Today, women in public relations have more options. In recent years, dozens of my colleagues have started their own consultancies to better meet their needs as working mothers.
It’s becoming increasingly desirable and accessible to do so, as reflected in a recent survey from The Rosie Report that found more than 30 percent of marketers choosing solo careers.
Regardless of whether paid parental leave becomes national policy, organizations can choose to meet this crucial need for women. Otherwise, they risk losing access to a talent pool that might pursue other opportunities that better suit their lives.
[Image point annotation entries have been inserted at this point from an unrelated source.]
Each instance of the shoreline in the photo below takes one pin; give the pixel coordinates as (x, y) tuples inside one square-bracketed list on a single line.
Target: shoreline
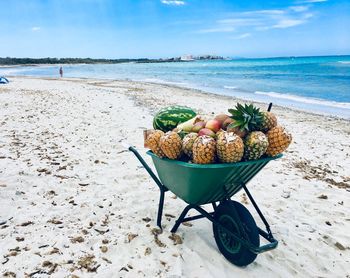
[(191, 89), (76, 202)]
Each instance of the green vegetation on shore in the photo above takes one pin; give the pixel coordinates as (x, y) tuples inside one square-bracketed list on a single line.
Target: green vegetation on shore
[(28, 61), (9, 61)]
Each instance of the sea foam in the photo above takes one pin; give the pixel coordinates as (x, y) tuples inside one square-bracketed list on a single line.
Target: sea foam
[(343, 105)]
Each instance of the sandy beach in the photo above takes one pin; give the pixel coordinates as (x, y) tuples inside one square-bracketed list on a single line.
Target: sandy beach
[(75, 203)]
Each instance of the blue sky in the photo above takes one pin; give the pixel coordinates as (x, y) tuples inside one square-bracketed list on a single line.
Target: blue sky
[(166, 28)]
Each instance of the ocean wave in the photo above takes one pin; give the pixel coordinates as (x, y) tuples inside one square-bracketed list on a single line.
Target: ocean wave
[(231, 87), (161, 81), (343, 105), (344, 62)]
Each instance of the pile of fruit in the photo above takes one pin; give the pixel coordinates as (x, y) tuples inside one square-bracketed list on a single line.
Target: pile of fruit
[(246, 134)]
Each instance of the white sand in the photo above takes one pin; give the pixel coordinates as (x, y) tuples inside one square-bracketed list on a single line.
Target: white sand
[(69, 190)]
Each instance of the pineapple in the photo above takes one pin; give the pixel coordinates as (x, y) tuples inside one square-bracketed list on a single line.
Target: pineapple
[(171, 145), (255, 145), (269, 121), (187, 143), (204, 149), (229, 147), (232, 128), (279, 140), (152, 139)]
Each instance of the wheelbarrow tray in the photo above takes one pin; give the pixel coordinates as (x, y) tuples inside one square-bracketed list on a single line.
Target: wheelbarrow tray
[(199, 184)]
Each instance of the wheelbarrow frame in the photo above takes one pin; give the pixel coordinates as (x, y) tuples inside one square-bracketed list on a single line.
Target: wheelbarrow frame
[(267, 234)]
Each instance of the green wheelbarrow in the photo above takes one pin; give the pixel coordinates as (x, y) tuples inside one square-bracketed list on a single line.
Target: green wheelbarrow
[(235, 231)]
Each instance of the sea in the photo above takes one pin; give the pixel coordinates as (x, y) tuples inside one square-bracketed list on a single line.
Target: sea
[(316, 84)]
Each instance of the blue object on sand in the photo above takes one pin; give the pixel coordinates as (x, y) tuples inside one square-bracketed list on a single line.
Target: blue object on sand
[(3, 80)]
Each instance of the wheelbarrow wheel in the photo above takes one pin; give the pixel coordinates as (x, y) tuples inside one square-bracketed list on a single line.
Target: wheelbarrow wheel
[(234, 251)]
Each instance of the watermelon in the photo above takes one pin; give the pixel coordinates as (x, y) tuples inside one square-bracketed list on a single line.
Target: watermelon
[(169, 117)]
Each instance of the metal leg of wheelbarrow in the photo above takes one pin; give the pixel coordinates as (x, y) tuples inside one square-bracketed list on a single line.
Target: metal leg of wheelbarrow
[(160, 208), (267, 235), (161, 187), (182, 218)]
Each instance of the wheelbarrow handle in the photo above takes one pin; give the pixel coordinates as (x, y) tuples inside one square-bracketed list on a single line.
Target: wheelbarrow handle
[(148, 169)]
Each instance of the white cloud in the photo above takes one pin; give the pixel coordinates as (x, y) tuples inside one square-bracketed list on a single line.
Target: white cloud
[(312, 1), (242, 36), (35, 28), (287, 23), (173, 2), (222, 29), (262, 20), (299, 8)]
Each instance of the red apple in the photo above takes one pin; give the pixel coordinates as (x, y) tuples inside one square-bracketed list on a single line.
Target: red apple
[(226, 123), (236, 130), (214, 125), (206, 131), (198, 126), (221, 118)]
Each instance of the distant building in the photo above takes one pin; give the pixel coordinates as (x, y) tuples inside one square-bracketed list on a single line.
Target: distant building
[(187, 58)]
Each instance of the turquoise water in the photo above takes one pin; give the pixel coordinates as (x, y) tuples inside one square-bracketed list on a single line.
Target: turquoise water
[(319, 84)]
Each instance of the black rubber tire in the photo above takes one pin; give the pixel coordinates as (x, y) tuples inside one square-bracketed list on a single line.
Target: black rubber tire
[(232, 250)]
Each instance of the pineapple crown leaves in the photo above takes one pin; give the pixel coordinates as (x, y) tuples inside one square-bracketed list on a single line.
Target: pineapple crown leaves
[(247, 117)]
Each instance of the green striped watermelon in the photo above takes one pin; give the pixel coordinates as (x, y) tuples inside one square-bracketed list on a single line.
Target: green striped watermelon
[(169, 117)]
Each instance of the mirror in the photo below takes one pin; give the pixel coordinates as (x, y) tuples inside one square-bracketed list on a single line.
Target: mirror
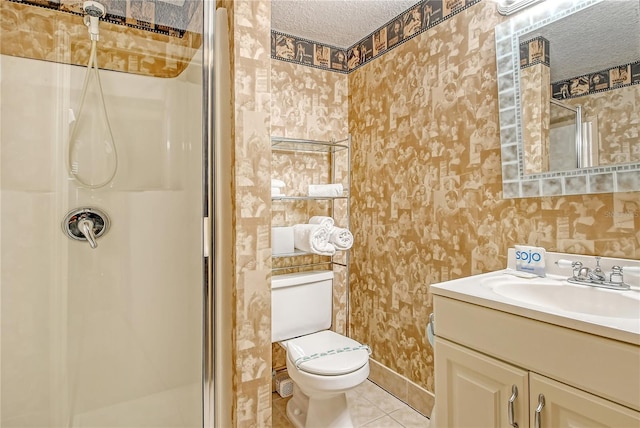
[(578, 81)]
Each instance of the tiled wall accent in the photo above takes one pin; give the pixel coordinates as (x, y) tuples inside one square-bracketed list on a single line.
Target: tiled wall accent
[(162, 17), (536, 92), (427, 182), (604, 80), (534, 51), (416, 20), (39, 33), (250, 28)]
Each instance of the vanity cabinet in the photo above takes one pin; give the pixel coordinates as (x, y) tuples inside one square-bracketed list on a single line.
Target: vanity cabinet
[(483, 355)]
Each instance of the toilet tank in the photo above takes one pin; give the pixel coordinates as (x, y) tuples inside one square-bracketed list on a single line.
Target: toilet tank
[(301, 303)]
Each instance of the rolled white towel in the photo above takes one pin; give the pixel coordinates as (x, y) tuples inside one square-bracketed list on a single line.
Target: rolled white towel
[(325, 190), (277, 183), (341, 238), (327, 222), (313, 238)]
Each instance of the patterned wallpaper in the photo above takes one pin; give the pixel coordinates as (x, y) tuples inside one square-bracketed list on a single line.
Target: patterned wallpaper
[(48, 34), (426, 194), (250, 27)]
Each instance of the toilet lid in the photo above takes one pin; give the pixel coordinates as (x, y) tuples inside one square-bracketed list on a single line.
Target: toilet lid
[(327, 353)]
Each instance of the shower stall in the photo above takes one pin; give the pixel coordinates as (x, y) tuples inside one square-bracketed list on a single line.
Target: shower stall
[(120, 333)]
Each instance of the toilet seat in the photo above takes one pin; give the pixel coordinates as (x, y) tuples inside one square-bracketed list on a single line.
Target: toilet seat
[(327, 353)]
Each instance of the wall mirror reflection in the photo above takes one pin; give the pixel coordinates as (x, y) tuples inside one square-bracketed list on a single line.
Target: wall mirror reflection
[(570, 98)]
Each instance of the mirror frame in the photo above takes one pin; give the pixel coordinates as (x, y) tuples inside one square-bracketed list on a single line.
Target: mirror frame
[(515, 183)]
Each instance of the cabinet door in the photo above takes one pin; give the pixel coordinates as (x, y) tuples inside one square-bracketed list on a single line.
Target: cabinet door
[(473, 390), (565, 406)]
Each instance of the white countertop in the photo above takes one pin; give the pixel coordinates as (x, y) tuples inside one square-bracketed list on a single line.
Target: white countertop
[(473, 290)]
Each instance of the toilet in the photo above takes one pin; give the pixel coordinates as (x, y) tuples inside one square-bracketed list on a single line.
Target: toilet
[(322, 364)]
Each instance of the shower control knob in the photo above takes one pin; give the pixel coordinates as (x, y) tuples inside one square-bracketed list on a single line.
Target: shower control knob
[(86, 224)]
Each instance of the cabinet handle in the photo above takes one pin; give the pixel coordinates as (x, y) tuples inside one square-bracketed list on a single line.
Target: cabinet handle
[(539, 410), (512, 399)]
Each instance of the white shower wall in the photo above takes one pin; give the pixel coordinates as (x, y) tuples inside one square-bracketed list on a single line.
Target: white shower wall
[(108, 336)]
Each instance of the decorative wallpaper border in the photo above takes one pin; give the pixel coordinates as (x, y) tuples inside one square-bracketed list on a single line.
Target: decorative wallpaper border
[(159, 17), (534, 51), (404, 27), (599, 81)]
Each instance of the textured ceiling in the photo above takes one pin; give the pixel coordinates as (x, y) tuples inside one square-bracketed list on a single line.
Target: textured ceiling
[(594, 39), (597, 38), (339, 23)]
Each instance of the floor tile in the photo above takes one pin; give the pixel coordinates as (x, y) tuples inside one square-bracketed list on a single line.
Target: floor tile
[(384, 422), (371, 407), (410, 418)]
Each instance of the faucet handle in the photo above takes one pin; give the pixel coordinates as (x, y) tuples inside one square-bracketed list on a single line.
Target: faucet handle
[(576, 266), (616, 275), (631, 269)]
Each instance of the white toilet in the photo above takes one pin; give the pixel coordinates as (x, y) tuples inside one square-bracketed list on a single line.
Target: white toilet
[(323, 365)]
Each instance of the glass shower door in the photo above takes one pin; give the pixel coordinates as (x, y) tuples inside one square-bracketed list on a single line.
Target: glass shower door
[(108, 336)]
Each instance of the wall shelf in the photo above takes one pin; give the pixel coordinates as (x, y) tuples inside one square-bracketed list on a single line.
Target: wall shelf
[(306, 198), (300, 145)]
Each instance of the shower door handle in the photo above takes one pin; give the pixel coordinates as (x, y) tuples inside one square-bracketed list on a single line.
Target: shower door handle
[(86, 224), (86, 227)]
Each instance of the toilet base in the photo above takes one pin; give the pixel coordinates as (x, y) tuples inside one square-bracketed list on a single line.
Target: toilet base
[(331, 412)]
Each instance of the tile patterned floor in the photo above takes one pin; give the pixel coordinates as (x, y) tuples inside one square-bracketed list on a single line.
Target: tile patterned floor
[(371, 407)]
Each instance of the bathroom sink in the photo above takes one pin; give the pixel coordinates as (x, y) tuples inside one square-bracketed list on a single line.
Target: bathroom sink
[(563, 296)]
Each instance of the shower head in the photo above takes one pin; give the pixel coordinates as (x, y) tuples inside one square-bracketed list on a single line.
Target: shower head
[(94, 11), (93, 8)]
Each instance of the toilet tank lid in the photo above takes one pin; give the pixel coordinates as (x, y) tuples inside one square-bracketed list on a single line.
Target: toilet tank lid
[(298, 278)]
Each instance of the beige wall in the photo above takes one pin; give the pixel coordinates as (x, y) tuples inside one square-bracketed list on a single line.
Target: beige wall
[(249, 27), (426, 204), (35, 32)]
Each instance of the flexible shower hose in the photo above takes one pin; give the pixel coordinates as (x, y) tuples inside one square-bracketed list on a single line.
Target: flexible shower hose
[(71, 168)]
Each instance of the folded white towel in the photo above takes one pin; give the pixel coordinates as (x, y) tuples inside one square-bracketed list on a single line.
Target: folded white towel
[(313, 238), (327, 222), (277, 183), (325, 190), (342, 239)]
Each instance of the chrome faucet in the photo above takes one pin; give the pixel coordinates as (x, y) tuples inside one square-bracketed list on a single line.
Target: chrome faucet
[(596, 277), (597, 274)]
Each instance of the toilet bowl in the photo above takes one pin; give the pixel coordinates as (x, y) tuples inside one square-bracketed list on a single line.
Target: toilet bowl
[(323, 367), (322, 364)]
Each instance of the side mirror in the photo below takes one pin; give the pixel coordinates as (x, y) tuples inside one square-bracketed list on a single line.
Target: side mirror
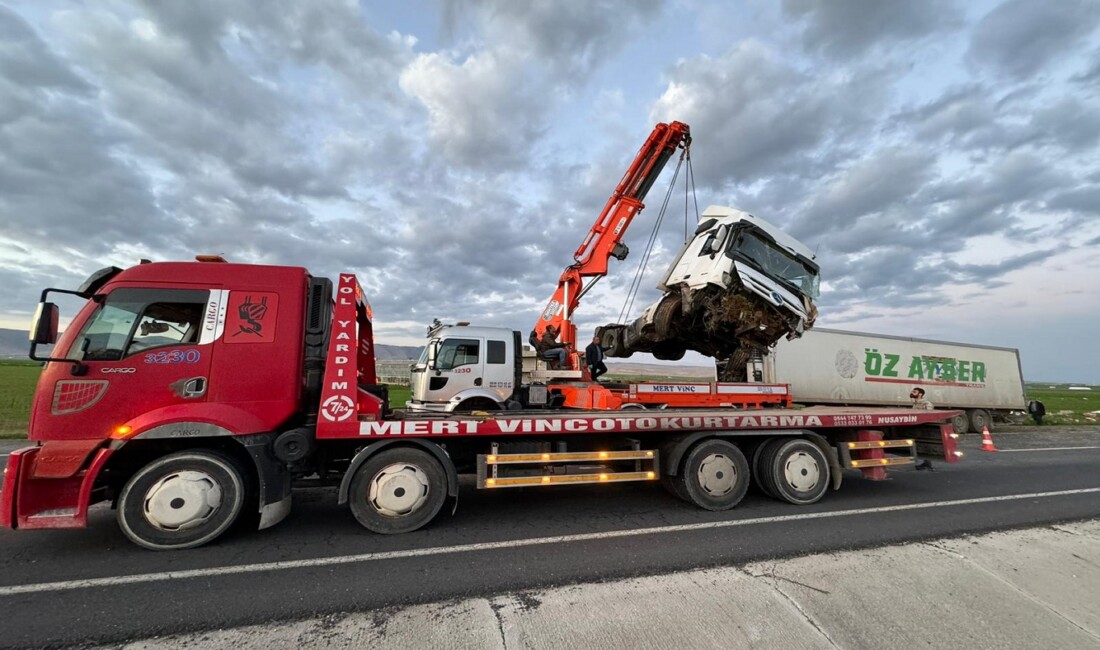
[(44, 326), (432, 352)]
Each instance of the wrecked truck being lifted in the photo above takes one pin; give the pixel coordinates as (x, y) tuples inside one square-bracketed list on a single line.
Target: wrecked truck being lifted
[(737, 287)]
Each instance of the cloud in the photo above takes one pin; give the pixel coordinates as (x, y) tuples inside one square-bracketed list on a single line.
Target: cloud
[(755, 114), (1021, 37), (844, 29)]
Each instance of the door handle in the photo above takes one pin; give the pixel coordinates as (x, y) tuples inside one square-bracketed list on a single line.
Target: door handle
[(194, 387)]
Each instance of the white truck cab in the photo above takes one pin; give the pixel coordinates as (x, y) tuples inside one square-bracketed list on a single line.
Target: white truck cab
[(464, 368), (730, 243)]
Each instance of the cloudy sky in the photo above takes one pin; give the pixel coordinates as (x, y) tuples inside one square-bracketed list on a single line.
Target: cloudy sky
[(942, 157)]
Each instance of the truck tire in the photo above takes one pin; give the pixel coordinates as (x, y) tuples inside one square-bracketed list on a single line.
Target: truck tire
[(476, 404), (960, 422), (674, 486), (794, 470), (182, 500), (397, 491), (715, 475), (757, 467), (979, 418)]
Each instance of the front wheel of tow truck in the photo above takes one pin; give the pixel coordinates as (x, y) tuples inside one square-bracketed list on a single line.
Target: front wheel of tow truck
[(182, 500), (714, 476), (793, 470), (397, 491)]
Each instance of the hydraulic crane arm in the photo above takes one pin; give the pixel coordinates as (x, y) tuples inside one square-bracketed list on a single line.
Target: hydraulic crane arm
[(604, 240)]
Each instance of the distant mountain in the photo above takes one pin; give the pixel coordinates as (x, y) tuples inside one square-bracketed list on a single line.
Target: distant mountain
[(396, 352), (14, 344)]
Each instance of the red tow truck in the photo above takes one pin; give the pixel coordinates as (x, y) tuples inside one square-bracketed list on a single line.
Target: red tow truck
[(193, 396)]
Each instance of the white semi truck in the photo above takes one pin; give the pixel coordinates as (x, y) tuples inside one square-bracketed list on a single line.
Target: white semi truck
[(857, 368), (738, 286)]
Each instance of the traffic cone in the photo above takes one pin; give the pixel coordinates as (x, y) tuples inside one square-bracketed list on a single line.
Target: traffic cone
[(987, 440)]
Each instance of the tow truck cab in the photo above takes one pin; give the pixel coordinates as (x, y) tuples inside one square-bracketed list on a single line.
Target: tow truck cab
[(463, 368), (164, 357)]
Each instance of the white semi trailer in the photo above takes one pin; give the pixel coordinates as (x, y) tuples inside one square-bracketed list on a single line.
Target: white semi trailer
[(857, 368)]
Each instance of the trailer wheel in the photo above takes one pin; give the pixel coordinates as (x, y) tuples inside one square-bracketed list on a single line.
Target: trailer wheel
[(674, 486), (758, 472), (715, 475), (979, 418), (794, 470), (397, 491), (960, 422), (182, 500)]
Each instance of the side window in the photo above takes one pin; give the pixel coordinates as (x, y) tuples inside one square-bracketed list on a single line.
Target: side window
[(494, 352), (457, 352), (714, 241), (132, 320)]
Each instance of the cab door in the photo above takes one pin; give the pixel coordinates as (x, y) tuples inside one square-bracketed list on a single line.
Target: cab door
[(142, 350), (459, 365)]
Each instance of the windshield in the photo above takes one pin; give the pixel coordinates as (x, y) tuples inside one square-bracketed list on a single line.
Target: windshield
[(132, 320), (455, 352), (778, 263)]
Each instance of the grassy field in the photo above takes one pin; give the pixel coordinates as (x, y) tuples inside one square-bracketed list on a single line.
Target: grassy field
[(17, 389), (18, 379), (1065, 406)]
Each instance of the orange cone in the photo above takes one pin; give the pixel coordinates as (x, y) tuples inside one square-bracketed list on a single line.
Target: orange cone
[(987, 440)]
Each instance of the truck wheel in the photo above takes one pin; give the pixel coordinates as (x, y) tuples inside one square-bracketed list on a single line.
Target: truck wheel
[(979, 418), (960, 422), (758, 471), (182, 500), (476, 404), (674, 486), (794, 470), (715, 475), (397, 491)]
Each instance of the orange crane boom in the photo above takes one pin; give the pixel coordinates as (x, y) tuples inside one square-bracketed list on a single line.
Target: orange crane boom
[(604, 239)]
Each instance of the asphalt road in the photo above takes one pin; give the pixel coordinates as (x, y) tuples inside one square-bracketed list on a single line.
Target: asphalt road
[(319, 561)]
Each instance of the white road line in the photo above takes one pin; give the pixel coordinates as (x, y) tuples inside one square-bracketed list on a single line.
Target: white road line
[(1046, 449), (268, 566)]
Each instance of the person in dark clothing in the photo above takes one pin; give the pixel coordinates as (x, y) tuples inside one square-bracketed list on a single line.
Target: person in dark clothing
[(594, 356), (550, 349), (1037, 410)]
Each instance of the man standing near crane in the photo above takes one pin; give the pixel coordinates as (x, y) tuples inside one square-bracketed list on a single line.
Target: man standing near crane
[(594, 357)]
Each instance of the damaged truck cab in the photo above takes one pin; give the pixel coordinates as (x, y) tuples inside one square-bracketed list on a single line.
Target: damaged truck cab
[(739, 285)]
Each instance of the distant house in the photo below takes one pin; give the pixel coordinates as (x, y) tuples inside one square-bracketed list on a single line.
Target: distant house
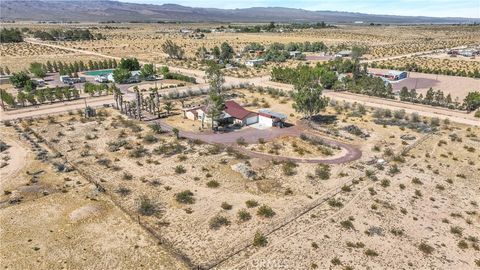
[(38, 82), (295, 54), (234, 113), (239, 114), (396, 75), (254, 62), (344, 53), (134, 77), (103, 78), (270, 118)]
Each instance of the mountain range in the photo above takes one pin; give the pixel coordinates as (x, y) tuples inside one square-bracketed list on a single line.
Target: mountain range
[(107, 10)]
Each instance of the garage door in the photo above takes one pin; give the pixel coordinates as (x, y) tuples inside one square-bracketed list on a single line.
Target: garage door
[(265, 121), (252, 120)]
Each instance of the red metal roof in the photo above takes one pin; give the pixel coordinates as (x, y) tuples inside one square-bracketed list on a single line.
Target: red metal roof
[(235, 110)]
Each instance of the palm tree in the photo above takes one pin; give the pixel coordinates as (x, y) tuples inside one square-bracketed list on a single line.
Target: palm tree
[(176, 132), (168, 107)]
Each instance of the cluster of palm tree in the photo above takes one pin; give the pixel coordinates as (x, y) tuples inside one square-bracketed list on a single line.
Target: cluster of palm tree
[(149, 103), (38, 96)]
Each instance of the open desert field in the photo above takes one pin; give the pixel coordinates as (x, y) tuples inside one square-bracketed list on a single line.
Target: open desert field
[(144, 40), (206, 203), (319, 165), (457, 87), (65, 220)]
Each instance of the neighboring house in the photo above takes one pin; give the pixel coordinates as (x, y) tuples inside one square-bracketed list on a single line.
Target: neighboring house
[(397, 75), (254, 62), (295, 54), (391, 75), (38, 82), (233, 114), (134, 77), (344, 53), (103, 78), (239, 114), (270, 118), (65, 79)]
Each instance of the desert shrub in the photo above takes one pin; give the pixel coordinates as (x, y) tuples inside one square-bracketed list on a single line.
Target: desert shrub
[(417, 181), (156, 128), (213, 184), (244, 215), (127, 176), (123, 191), (218, 221), (371, 252), (335, 203), (241, 141), (180, 169), (323, 171), (138, 152), (426, 248), (251, 203), (347, 224), (288, 168), (265, 211), (226, 206), (397, 232), (462, 244), (385, 183), (150, 138), (147, 208), (336, 261), (259, 240), (185, 197), (456, 230), (355, 245)]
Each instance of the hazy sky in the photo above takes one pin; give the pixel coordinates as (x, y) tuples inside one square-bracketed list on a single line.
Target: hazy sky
[(436, 8)]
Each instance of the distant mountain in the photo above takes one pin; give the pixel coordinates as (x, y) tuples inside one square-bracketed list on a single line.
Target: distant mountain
[(106, 10)]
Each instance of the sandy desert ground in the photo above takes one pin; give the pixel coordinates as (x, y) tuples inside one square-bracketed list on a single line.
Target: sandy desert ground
[(111, 192)]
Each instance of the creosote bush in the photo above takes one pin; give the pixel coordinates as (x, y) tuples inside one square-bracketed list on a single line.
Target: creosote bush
[(265, 211), (147, 208), (259, 240), (185, 197), (218, 221), (251, 203), (244, 215)]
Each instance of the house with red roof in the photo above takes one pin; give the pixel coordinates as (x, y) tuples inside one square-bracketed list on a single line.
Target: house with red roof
[(234, 113), (239, 114)]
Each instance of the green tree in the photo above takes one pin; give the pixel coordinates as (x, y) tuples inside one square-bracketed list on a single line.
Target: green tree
[(40, 95), (12, 35), (168, 106), (6, 98), (328, 79), (172, 50), (201, 53), (404, 94), (22, 97), (226, 51), (308, 99), (129, 64), (121, 75), (147, 71), (37, 70), (472, 101), (19, 79)]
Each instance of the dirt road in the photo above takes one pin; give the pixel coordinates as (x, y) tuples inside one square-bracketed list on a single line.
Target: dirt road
[(251, 135), (428, 111)]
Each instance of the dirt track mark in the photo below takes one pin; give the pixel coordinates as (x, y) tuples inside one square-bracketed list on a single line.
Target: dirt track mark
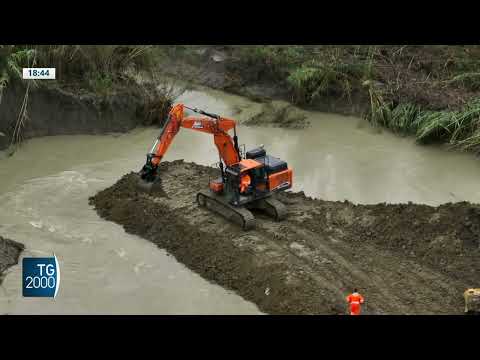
[(309, 262)]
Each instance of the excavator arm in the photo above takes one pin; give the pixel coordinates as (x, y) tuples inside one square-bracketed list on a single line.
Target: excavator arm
[(210, 124)]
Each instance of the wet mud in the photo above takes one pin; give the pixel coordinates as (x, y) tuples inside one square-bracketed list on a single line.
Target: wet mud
[(404, 258)]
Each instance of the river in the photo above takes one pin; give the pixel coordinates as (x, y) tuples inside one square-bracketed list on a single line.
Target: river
[(45, 186)]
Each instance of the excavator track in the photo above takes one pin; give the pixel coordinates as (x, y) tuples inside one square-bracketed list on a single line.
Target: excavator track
[(238, 215), (272, 207)]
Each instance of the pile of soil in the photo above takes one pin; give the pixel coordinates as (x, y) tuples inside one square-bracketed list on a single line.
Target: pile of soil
[(55, 110), (9, 253), (405, 258)]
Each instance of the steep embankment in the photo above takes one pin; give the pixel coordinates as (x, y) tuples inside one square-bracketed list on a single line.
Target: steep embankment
[(58, 111), (406, 258), (9, 253)]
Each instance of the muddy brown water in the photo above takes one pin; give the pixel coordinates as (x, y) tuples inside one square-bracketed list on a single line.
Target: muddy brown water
[(45, 186)]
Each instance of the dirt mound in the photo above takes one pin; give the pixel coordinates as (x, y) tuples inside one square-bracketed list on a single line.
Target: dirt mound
[(405, 259), (9, 252)]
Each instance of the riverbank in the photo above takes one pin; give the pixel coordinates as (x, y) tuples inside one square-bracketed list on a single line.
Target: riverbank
[(305, 264), (95, 91), (9, 253), (429, 92)]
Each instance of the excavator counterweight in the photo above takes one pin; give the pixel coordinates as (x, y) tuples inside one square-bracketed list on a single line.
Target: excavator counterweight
[(244, 183)]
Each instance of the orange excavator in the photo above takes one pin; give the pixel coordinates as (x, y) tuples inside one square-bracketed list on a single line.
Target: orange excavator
[(247, 181)]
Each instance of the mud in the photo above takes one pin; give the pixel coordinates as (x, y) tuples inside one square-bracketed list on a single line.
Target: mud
[(54, 110), (405, 258), (9, 253)]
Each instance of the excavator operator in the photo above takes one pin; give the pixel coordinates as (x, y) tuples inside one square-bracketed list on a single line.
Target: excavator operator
[(245, 183)]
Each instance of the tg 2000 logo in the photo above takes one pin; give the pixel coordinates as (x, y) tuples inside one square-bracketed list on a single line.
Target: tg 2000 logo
[(41, 277)]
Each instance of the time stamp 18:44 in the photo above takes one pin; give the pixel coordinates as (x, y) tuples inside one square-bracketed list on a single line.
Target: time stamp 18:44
[(39, 73)]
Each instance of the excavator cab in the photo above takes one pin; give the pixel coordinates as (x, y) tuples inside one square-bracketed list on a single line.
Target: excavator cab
[(248, 180)]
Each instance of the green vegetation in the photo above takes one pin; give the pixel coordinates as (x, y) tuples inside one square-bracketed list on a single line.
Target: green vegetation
[(98, 69), (430, 92)]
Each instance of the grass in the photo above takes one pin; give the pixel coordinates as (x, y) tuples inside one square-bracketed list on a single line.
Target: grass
[(100, 69), (460, 128)]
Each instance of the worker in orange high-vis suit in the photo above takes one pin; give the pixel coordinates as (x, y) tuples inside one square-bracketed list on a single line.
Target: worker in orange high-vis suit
[(245, 183), (355, 300)]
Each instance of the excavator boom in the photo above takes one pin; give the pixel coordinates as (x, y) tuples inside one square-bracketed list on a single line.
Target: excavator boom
[(211, 124), (244, 184)]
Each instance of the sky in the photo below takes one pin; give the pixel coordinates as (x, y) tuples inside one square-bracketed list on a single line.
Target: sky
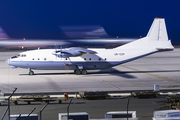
[(41, 19)]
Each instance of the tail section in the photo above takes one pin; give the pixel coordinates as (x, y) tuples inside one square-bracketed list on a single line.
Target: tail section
[(156, 39), (158, 30), (3, 35)]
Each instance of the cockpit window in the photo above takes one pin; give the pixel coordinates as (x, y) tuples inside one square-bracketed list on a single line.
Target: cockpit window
[(23, 55), (15, 56)]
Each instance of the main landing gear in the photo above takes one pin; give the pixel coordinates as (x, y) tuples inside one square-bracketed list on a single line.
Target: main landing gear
[(78, 72), (31, 72)]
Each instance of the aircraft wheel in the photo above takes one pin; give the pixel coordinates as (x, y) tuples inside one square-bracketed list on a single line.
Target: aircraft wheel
[(31, 73), (84, 72), (78, 72)]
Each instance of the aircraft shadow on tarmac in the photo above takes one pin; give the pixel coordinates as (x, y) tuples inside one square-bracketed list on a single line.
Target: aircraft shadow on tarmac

Consider a transparent pay scale.
Pay inequity is still a top concern for women in all industries, especially for women of color. According to an August 2021 report from the Economic Policy Institute, Black women in jobs critical to COVID-19 recovery earn 11 percent to 27 percent less than white men.
Studies suggest that if we stay on this trajectory, the United States won’t reach pay equity until 2059. I hope my colleagues agree this is unacceptable.
To make a meaningful shift, we need radical transparency. Organizations can start by publicly sharing salaries and creating pay scales with clear guidelines on how employees can achieve raises and promotions, instead of leaving pay equality up to chance.
Help reduce burnout.
After two years of uncertainty during the pandemic, job burnout is at an all-time high. According to McKinsey & Company, women are more burned-out than men, especially those who manage teams.
My company works with many PR organizations, and we see that the sporadic “mental health day” is not keeping burnout away. It’s time to take drastic measures to revive depleted team members. Organizations can implement a sabbatical program, switch to a four-day workweek or hire assistants for managers.
Public relations is an innovative profession, but we still have room for improvement when it comes to meeting the evolving needs of our workforce. However, I believe that if each of us chooses to focus on the ideas above, we will improve the careers of women in communications for years to come.